WHAT IS THE RIDE DISTRIBUTION FOR EACH OF THE TAXI TYPES FROM 2014 - 2018?


library(dplyr)
## 
## Attaching package: 'dplyr'
## The following objects are masked from 'package:stats':
## 
##     filter, lag
## The following objects are masked from 'package:base':
## 
##     intersect, setdiff, setequal, union
x3<-sqldf('WITH TAXI AS(SELECT yr,taxi,sum(rides) as rides FROM data WHERE Yr between 2014 and 2018 GROUP BY yr,taxi),TAXI2 AS(select *,SUM(rides) OVER(PARTITION BY yr) as TotalRidesYr FROM TAXI) SELECT * FROM TAXI2')
x3
x4<-mutate(x3,x3$rides/x3$TotalRidesYr)
x4
ggplot(x4, aes(fill=taxi, y=x3$rides/x3$TotalRidesYr, x=yr)) + 
    geom_bar(position="fill", stat="identity")

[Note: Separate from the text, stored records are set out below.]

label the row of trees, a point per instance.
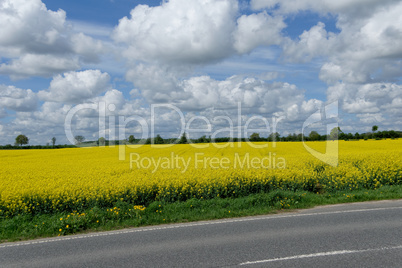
(335, 134)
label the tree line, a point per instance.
(335, 134)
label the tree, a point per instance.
(131, 139)
(335, 133)
(255, 137)
(101, 141)
(21, 140)
(79, 139)
(183, 138)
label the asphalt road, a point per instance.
(351, 235)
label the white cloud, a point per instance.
(380, 100)
(38, 65)
(194, 31)
(17, 99)
(76, 87)
(39, 42)
(189, 31)
(257, 29)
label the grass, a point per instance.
(124, 215)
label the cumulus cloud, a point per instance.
(194, 31)
(76, 87)
(367, 49)
(179, 30)
(17, 99)
(39, 42)
(38, 65)
(381, 101)
(257, 29)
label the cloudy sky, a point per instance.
(276, 60)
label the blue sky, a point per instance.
(278, 59)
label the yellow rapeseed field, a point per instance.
(46, 181)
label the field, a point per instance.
(36, 182)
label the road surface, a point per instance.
(349, 235)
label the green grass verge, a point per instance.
(125, 215)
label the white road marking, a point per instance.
(148, 229)
(320, 254)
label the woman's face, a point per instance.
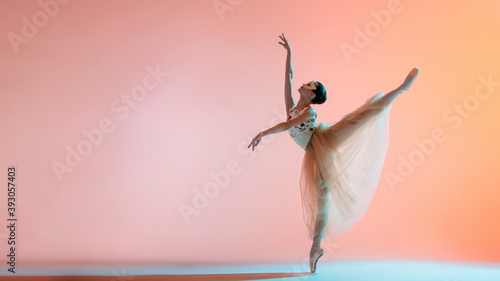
(309, 86)
(306, 89)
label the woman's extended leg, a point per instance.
(344, 129)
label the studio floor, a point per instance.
(327, 270)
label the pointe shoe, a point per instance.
(313, 260)
(409, 79)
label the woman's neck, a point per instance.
(303, 103)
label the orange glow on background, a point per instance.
(214, 77)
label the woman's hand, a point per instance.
(285, 42)
(256, 140)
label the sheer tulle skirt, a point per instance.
(342, 166)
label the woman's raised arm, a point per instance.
(289, 102)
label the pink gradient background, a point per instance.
(225, 84)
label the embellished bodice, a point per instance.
(301, 133)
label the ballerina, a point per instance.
(342, 161)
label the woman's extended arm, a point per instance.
(309, 114)
(289, 102)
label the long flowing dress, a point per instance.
(342, 164)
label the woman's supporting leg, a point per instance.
(321, 218)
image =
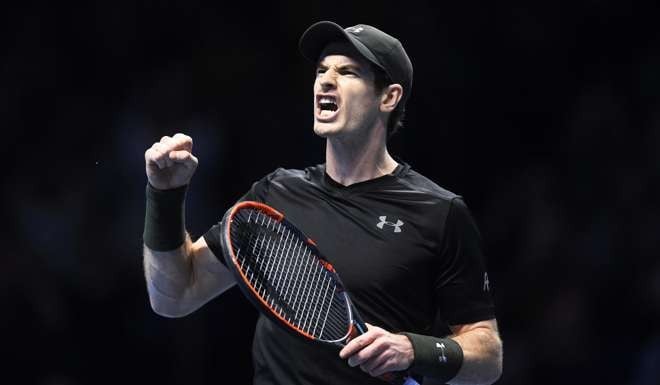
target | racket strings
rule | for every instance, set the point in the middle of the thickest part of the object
(287, 276)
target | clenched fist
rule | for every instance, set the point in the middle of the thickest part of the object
(170, 162)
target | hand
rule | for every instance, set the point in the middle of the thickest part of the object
(378, 351)
(170, 163)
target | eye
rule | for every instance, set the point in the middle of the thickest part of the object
(348, 72)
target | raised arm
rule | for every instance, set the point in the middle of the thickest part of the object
(181, 275)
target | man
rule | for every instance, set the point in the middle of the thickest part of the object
(407, 250)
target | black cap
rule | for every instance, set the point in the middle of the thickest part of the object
(375, 45)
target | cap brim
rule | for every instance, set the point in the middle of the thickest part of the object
(318, 35)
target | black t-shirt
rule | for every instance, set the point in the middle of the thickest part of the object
(407, 250)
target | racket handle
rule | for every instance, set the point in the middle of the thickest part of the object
(394, 378)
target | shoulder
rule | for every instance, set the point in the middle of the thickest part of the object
(417, 182)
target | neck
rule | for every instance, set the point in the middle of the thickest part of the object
(353, 160)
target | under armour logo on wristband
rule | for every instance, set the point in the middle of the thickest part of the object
(442, 357)
(384, 221)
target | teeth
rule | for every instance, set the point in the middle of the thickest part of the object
(327, 100)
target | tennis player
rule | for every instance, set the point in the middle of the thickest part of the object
(408, 250)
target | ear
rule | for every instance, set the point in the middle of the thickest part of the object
(390, 98)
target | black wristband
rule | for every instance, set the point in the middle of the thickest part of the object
(438, 358)
(164, 227)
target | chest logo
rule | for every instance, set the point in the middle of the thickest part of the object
(384, 221)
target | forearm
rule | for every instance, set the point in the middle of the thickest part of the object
(482, 357)
(169, 275)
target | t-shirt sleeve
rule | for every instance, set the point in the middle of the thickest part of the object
(462, 287)
(258, 192)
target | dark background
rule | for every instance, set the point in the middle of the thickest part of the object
(545, 116)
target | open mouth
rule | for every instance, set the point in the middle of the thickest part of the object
(326, 106)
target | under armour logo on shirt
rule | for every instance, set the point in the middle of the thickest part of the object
(355, 30)
(384, 221)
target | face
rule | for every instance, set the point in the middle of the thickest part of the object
(345, 100)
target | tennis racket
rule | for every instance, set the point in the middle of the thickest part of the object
(281, 271)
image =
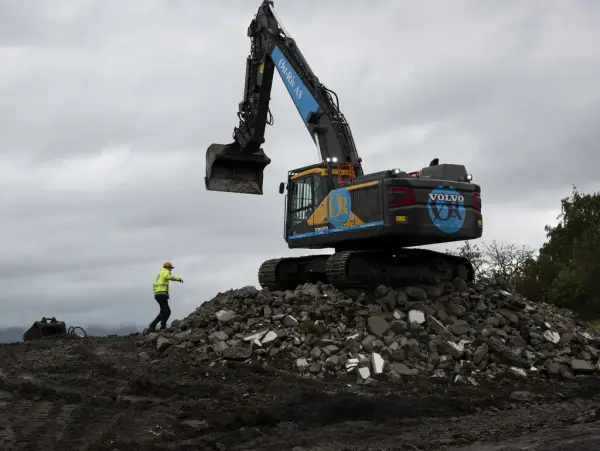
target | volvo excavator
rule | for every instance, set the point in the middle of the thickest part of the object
(373, 221)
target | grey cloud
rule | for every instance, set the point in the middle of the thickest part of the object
(108, 107)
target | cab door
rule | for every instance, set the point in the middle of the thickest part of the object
(301, 204)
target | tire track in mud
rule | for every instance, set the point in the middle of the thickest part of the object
(98, 395)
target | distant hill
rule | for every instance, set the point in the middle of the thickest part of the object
(13, 334)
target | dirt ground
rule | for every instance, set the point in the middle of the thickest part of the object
(99, 394)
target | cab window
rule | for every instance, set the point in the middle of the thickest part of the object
(302, 198)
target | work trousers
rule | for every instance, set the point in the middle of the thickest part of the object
(165, 311)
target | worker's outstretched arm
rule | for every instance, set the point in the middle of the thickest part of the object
(174, 278)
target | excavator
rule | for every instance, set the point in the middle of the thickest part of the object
(373, 221)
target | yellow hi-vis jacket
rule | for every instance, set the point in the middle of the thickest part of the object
(161, 281)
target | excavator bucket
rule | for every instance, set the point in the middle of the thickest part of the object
(230, 169)
(45, 328)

YELLOW TAXI had the higest ride distribution early on from 2014 to 2015 but now FOR HIRE VEHICLES has the highest distribution starting in 2016.


LOADING DATA AND SEEING HEAD RECORDS


data2<- read.csv("C:\\Users\\jkks9\\Documents\\DATA 607\\v_taxi_daily-2.csv")
head(data2)


WHICH MONTH HAS THE MOST NUMBER OF RIDES FOR EACH YEAR FOR ALL TAXIS FROM 2014-2018?


xx<-sqldf('SELECT yr,mth,AVG(rides) FROM data2 WHERE Yr between 2014 and 2018 GROUP BY yr,mth')
xx2<-sqldf('WITH TAXI AS(SELECT yr,mth,sum(rides) as rides,DENSE_RANK() OVER(PARTITION BY Yr ORDER BY rides desc) as rank1 FROM data2 WHERE Yr between 2014 and 2018 GROUP BY yr,mth) SELECT * FROM TAXI WHERE rank1=1 ORDER BY Yr')
xx2
ggplot(data=xx2, aes(x=yr, y=rides, fill=mth)) +
    geom_bar(stat="identity")


The months that are the most busiest for taxi ridership is either November or December for the time period of 2014-2018.